Donc on est vraiment du côté de la créature qui vit quelque chose,
pas tellement du côté de l'uniforme ou de la rigidité de son
repassage.
Vous
avez écrit un jour que « faire
des bêtises, c’est important dans la vie ».
Pensez-vous que quand le policier de votre chanson était jeune, il
faisait lui aussi des bêtises? Que lui est-il arrivé après ça?
Elle
est très belle cette question parce qu'elle donne envie de regarder
comme une créature de sang et de chair et de souffle un personnage
de mot, de papier, une personne que je vois dans ma tête tous les
soirs quand je la chante, avec sa petite moustache et son air pincé
dans le train en plastique, mais dont j'imagine finalement très peu
la vie en dehors de sa chanson.
Si
on l'enlève de son milieu naturel, qui est la chanson, qui dure
finalement le temps d'une engueulade et d'une question dans un manège
! eh bien je pense qu'instantanément il se dédouble, ou se
triplouble, entre le policier de la chanson, avec son uniforme
imaginaire et sa moustache imaginaire, le policier qui un jour m'a
vraiment disputée dans un manège avec des yeux progressivement de
plus en plus attendris de comprendre qu'il se passait quelque chose
de beau, qu'il était venu interrompre, et la voix policière dans ma
tête qui me dit que voyons je ne devrais pas faire ça ou ça, que
c'est inconnu, que ça ne se fait pas, que d'ailleurs j'ai du
travail.. bref, que c'est interdit par la police de ma tête. Si je
les secoue ensemble et que je leur demande ce qui se passe avant et
après..
eh
bien j'imagine qu'ils me répondent qu'avant, il est arrivé tout ce
qu'il arrive aux gens qui deviennent rigides, donc une des mille
façons de transformer un enfant tendre et étonné en personne rasée
de près non par goût mais par peur.
Et
après, eh bien j'aime bien l'imaginer, je crois que c'est le cas à
chaque fois que je chante cette chanson, je le vois allongé dans
son lit les yeux ouverts et brillants dans le noir, au bord de cette
hésitation, comme s'il avait peur que même le fait de balancer un
peu le fasse tomber.

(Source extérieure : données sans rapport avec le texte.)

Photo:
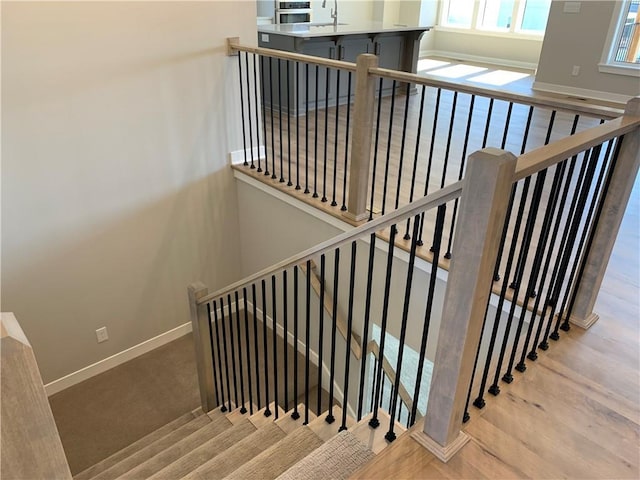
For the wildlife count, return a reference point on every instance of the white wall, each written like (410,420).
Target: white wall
(115,188)
(579,39)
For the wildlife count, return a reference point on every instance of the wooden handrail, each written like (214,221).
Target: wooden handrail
(429,202)
(548,155)
(564,104)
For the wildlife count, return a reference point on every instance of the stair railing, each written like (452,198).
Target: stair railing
(592,174)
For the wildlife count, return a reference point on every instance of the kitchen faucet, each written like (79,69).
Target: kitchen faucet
(334,12)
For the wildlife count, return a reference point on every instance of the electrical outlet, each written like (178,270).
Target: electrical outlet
(102,334)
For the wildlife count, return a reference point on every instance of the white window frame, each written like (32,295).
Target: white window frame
(607,63)
(477,28)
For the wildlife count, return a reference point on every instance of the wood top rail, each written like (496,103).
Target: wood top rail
(548,155)
(298,57)
(567,105)
(429,202)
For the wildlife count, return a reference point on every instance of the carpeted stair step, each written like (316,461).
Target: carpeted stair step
(236,456)
(279,457)
(120,455)
(373,438)
(154,448)
(338,458)
(219,424)
(206,451)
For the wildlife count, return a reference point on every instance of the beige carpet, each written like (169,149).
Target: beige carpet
(108,412)
(337,459)
(234,457)
(278,458)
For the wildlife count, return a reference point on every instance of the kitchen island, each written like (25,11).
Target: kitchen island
(397,48)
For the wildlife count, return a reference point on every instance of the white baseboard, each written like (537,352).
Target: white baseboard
(117,359)
(574,92)
(237,157)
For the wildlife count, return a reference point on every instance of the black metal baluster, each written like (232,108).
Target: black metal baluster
(306,132)
(415,158)
(289,182)
(334,203)
(347,358)
(226,370)
(295,415)
(596,220)
(226,356)
(213,358)
(346,146)
(233,349)
(264,119)
(244,135)
(402,142)
(285,340)
(275,344)
(375,152)
(265,353)
(494,390)
(365,332)
(315,145)
(321,330)
(298,126)
(586,228)
(437,241)
(463,159)
(243,408)
(430,160)
(246,63)
(326,135)
(505,228)
(374,422)
(273,142)
(279,130)
(307,341)
(255,101)
(334,326)
(390,436)
(388,158)
(247,346)
(255,342)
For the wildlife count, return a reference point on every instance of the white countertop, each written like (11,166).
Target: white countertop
(310,30)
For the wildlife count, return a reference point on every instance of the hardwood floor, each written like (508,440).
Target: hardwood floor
(575,412)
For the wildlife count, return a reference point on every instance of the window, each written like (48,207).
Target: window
(622,52)
(505,16)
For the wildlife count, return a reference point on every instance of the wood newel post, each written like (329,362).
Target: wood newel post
(362,136)
(201,325)
(606,231)
(483,207)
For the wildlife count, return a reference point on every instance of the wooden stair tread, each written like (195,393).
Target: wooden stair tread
(338,458)
(139,456)
(134,447)
(279,457)
(219,424)
(206,451)
(235,456)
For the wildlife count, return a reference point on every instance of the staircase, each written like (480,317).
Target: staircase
(219,444)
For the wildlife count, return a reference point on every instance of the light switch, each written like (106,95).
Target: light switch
(571,7)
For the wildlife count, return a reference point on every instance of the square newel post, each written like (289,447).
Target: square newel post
(201,325)
(606,231)
(361,138)
(483,208)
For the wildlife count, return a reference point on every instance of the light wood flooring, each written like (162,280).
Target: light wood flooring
(575,412)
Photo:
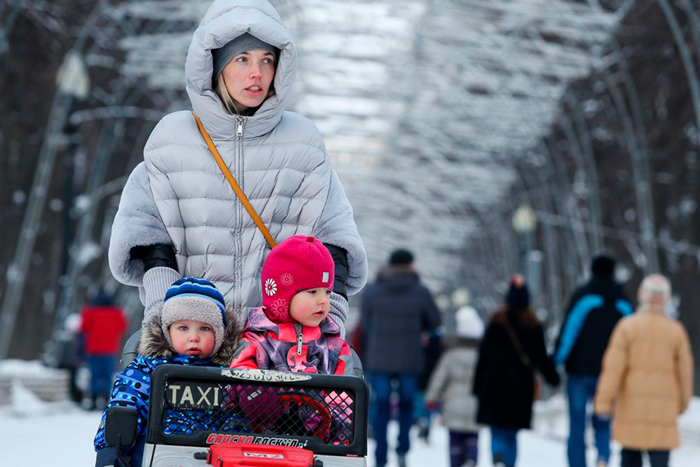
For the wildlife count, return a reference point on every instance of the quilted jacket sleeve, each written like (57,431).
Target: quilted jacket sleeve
(131,389)
(137,223)
(684,357)
(615,362)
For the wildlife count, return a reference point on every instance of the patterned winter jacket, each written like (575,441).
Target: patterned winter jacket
(291,347)
(132,387)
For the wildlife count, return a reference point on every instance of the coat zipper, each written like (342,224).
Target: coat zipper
(300,338)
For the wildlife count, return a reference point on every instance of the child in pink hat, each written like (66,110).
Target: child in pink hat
(291,332)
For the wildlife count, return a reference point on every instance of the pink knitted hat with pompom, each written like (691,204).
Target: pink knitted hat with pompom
(298,263)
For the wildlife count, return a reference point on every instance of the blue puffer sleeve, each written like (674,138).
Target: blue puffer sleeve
(131,389)
(137,223)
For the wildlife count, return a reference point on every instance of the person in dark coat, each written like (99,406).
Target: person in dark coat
(591,316)
(397,311)
(432,350)
(103,325)
(511,351)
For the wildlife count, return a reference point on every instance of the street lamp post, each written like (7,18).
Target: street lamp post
(529,260)
(524,223)
(72,82)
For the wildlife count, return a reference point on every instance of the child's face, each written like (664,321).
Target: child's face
(310,307)
(192,338)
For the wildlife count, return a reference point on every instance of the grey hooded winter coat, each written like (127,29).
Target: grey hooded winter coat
(178,195)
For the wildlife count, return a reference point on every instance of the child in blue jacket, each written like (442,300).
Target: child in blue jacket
(195,329)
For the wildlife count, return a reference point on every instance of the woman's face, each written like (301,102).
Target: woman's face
(248,78)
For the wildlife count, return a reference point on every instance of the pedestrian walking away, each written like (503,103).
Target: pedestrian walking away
(647,377)
(451,387)
(194,329)
(511,352)
(398,311)
(179,216)
(593,312)
(102,325)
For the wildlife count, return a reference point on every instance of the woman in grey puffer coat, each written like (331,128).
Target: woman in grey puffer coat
(178,216)
(451,384)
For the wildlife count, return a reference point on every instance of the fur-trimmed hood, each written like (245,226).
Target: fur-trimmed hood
(154,344)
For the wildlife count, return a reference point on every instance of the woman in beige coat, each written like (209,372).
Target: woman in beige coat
(648,375)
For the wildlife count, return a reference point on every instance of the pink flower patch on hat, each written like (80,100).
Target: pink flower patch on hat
(286,279)
(278,310)
(299,263)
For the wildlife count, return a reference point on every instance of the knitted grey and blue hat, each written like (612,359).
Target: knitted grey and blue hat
(195,299)
(239,45)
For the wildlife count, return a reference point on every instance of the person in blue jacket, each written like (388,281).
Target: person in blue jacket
(195,329)
(591,316)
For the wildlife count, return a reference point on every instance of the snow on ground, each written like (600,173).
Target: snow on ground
(60,434)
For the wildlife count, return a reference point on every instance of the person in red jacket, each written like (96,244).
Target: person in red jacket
(103,325)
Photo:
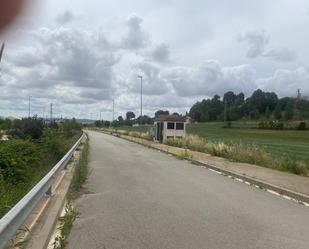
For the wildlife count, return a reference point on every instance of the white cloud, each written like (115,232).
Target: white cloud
(281,55)
(136,38)
(286,82)
(65,17)
(211,78)
(257,41)
(161,53)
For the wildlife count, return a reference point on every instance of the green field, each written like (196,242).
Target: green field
(276,142)
(280,143)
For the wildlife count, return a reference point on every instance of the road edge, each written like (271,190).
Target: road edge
(301,198)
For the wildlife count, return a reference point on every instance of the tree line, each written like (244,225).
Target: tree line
(260,105)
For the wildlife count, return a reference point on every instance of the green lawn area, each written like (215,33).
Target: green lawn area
(276,142)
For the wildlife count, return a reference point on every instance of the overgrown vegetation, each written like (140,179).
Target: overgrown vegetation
(260,105)
(81,167)
(241,152)
(66,223)
(32,150)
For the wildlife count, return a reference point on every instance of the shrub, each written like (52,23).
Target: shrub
(302,126)
(240,152)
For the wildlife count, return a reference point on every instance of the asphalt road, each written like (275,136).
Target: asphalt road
(140,198)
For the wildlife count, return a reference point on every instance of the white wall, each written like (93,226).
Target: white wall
(173,133)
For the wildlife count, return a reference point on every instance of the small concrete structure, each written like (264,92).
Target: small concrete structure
(169,126)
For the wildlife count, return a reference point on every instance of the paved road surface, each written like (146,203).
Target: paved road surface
(144,199)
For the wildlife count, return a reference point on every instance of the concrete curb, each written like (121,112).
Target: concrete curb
(265,185)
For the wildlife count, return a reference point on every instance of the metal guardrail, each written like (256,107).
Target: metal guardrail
(16,217)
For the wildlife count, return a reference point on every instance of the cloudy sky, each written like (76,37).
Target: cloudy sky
(79,55)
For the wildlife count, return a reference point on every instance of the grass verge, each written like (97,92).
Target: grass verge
(79,177)
(81,167)
(240,152)
(66,223)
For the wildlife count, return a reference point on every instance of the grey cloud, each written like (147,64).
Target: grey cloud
(136,38)
(211,78)
(282,55)
(161,53)
(65,17)
(257,41)
(153,81)
(74,57)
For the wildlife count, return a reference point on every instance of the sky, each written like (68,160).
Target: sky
(80,55)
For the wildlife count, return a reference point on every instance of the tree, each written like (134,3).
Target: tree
(229,98)
(130,115)
(289,110)
(278,112)
(120,119)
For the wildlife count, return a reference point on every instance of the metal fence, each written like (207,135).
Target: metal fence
(17,216)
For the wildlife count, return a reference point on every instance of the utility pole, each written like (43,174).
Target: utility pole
(298,94)
(141,77)
(113,110)
(225,113)
(1,50)
(51,112)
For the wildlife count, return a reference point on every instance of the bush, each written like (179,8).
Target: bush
(16,159)
(239,152)
(27,128)
(302,126)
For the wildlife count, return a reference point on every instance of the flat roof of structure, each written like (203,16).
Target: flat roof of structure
(170,118)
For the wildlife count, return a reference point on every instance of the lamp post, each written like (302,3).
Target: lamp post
(141,77)
(29,107)
(1,50)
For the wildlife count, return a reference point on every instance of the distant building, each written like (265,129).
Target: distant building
(169,126)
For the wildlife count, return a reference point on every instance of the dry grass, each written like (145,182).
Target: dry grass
(240,152)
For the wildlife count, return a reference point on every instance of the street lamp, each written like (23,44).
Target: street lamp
(141,77)
(29,107)
(1,51)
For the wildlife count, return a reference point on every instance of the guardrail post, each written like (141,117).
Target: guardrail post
(49,192)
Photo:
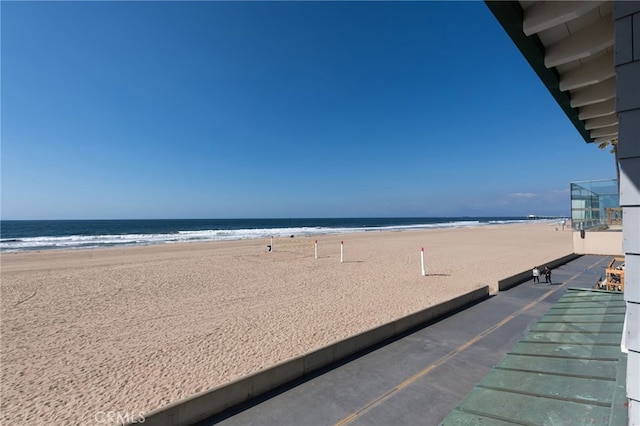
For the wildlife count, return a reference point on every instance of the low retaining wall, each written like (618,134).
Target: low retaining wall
(517,279)
(216,400)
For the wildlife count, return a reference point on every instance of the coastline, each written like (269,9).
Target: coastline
(135,328)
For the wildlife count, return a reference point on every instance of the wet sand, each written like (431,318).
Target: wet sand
(130,330)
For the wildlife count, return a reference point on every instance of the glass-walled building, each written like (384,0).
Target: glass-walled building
(595,204)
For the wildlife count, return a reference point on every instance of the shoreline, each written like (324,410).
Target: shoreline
(136,328)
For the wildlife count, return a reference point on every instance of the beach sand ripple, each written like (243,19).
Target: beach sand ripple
(130,330)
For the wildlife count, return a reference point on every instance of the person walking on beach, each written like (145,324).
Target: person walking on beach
(547,275)
(536,275)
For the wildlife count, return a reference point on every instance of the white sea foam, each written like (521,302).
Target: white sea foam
(93,241)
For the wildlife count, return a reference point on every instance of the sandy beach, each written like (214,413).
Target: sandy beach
(133,329)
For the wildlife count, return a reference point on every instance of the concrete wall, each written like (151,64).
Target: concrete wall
(626,16)
(598,242)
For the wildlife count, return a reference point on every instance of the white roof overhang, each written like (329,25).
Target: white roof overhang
(569,44)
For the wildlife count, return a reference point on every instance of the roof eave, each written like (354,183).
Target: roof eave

Je l'imagine avec cette émotion ressurgie, un
peu douloureuse, l'envie de se retrouver à la place des pirates,
d'être du côté de ceux qui se permettent les choses.. cette petite
douleur surtout de voir qu'il y en a d'autres qui acceptent ce qui
est imprévisible, tordu. C'est ça je crois qui est dérangeant, qui
fait qu'on range vite ça dans la case de l'inacceptable, parce qu'on
a peur de ce que ça peut ouvrir comme boîte, si on se met à
considérer vraiment que peut-être c'est un peu joli.
Voilà
ce que je m'y réponds, mais tu peux choisir d'y répondre ce que tu
veux - la chanson elle t'appartient aussi, donc ton policier de la
chanson.. eh bien il fait ce que tu imagines qu'il fait, avant et
après !
Parlant
de bêtises, en regardant en arrière, il y a-t-il des choses que
vous regrettez avoir faites parce qu’elles se sont avérées avoir
des conséquences regrettables et/ou imprévues?
Oui,
terriblement. Cette légereté dont je parle, je la regarde aussi en
partie du dehors. C'est pour ça que je suis les trois personnages à
la fois, et aussi le manège entier finalement, et même la bouteille
de vin ! J'aime bien célebrer l'exploration, l'idée qu'on cherche
ses propres limites, que ce qu'on appelle "le terrain de jeu"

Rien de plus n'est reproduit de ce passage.